# Belgium Blue Whetstone...anyone use this?



## wphill (Dec 29, 2014)

The BBW is new to me. My only other finishing stone is a Shapton Glass 4k. Grit level they are considered about the same, but the BBW
has better feel...well much better. Seems to be cutting but the usual metal coloring seems to get lost in the slurry from the Bel Coti slury stone. Polish is
quite nice.

So far, I have not gone back to the SG. Still playing with the BBW.
First step...low amount of slurry...though, I've heard others load it up.
Second step..water plus a hint of dish soap.

Only use after coming off Chosera 2k...though I have heard that with right BBW and pilot one can come right off a low grit.
That would be nice...only have to use two stones.

Knives: Kitchen J. knives and some western ones.


----------



## riba (Dec 29, 2014)

i have one. when staying in belgium, I prefer a coticule...


----------



## Ruso (Dec 29, 2014)

This is actually interesting you never hear ppl speak of Coticules or BBW in this forum.
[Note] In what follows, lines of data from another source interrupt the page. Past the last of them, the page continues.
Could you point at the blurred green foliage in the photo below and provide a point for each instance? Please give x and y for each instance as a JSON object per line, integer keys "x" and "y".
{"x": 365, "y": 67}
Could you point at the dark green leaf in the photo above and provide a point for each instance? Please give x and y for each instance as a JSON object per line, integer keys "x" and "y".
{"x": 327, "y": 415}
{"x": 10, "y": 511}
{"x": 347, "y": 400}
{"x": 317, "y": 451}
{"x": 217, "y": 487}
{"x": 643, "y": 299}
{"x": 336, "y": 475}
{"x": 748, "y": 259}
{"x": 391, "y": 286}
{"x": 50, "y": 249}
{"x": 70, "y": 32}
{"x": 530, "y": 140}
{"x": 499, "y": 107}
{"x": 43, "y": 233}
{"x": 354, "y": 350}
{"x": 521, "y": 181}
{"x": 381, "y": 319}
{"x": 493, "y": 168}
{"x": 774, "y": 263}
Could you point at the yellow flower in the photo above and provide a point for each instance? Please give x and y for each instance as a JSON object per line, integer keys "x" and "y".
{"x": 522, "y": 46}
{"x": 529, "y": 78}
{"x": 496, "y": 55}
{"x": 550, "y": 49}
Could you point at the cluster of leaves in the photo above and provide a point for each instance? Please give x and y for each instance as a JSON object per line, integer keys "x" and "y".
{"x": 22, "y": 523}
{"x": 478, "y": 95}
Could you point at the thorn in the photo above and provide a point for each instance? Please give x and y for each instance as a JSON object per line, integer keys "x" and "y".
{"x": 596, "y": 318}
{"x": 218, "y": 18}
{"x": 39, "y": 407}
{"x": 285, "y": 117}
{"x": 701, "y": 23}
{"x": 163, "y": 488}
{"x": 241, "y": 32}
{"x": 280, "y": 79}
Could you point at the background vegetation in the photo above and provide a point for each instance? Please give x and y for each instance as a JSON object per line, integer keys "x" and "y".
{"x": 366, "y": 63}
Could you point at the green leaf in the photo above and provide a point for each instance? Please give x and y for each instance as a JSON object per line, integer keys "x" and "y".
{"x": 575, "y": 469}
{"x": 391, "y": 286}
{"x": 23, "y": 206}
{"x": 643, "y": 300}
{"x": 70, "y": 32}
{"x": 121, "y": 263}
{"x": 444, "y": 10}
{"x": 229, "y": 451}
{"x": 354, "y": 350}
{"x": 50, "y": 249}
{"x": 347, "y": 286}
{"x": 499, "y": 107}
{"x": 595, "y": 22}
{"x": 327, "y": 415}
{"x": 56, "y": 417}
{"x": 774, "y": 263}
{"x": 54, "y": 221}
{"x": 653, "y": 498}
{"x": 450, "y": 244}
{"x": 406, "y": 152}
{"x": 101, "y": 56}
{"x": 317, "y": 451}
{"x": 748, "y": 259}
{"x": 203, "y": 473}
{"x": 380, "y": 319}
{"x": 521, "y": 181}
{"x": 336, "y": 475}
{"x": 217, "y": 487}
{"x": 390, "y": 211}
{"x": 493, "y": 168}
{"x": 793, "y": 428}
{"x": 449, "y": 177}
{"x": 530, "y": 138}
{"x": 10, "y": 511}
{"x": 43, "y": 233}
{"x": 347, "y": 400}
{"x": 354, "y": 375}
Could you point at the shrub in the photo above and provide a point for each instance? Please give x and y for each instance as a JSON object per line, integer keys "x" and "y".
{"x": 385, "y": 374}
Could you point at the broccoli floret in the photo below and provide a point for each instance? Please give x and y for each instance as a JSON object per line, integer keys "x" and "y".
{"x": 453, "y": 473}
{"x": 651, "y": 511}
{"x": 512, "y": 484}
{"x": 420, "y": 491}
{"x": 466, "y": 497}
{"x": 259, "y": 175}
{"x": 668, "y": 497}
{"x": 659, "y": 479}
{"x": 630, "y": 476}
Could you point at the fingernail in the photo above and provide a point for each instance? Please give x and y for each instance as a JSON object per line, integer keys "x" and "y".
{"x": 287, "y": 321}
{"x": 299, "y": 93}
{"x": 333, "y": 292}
I wonder how they compare to the wide range of synthetic water stones...


----------



## Roger (Dec 29, 2014)

They are actually affordable, I was interested into trying a coticule but I'd love to have feedback from someone who have good synthetic j stones.


----------



## berko (Dec 29, 2014)

the one i tested was slow, but the edge was really great, nearly burrless. sold it due to the speed issue.


----------



## wphill (Dec 29, 2014)

If you use it with a coti slurry stone, my current opinion is that speed is not an issue for the home cook.
Arkies..yes. So, I do know what it means to be slow. I've asked an experienced sharpener of j.knives to
come by with one of his knifves to sharpen on the BBW. That way, I'll have more objectivity. 

Since I'm backing it up with some really nice synthetics, it is possible that I am not taking the edge to a higher
level, though I have corresonded with a razor sharpener who also uses it on his knives. He raves about the stone,
though he too prefers to the coticule because of its cutting ability...yet, still believes that he can do it all on the BBW
after a low grit. One never knows quite how to grasp reports of another. But, I have that itch for a natural stone that
works. The jury is still out. The other factor is that a nat can be dud. My arkies were. I have enough good edges...not a lot,
just enough, to make that claim. 

And, every kind of stone may do better with subtle differences in strategies. Hence, I'm hoping that someone can share such here.:scratchhead:


----------



## chinacats (Dec 29, 2014)

If you have an itch for a natural stone that works I should introduce you to Maxim!


----------



## riba (Dec 30, 2014)

I didn't (yet) play much with my bbw. Here is a picture of my small coticules. the bbw is much slower (and muddier). I really like the edge I get from the coticules, sharp and still a bit toothy. they are pretty quick too. I prefer it to my rika 5K.
I dont have enough experience yet with jnats to compare them (got a hard aoto and razor shoubi. ohira is coming soon).


----------



## wphill (Dec 30, 2014)

Riba,
My bbw gets muddy IF I sand it when first flattening, and with the coti slurry stone. But, not so
much with soapy water. Fingers crossed...there are little yellow specs in my BBW...i wonder/hope
that it is coti mixed in.??? Picture can be seen in the another thread...regarding a nakiri..how thin is thin.
Where's your picture? How big of a coti would I need for j.knives?


----------



## riba (Dec 31, 2014)

I use a rather small coti, see https://flic.kr/p/qkcseH
(Nakiri is 18cm)

Bigger is easier of course but it works rather well for me.


----------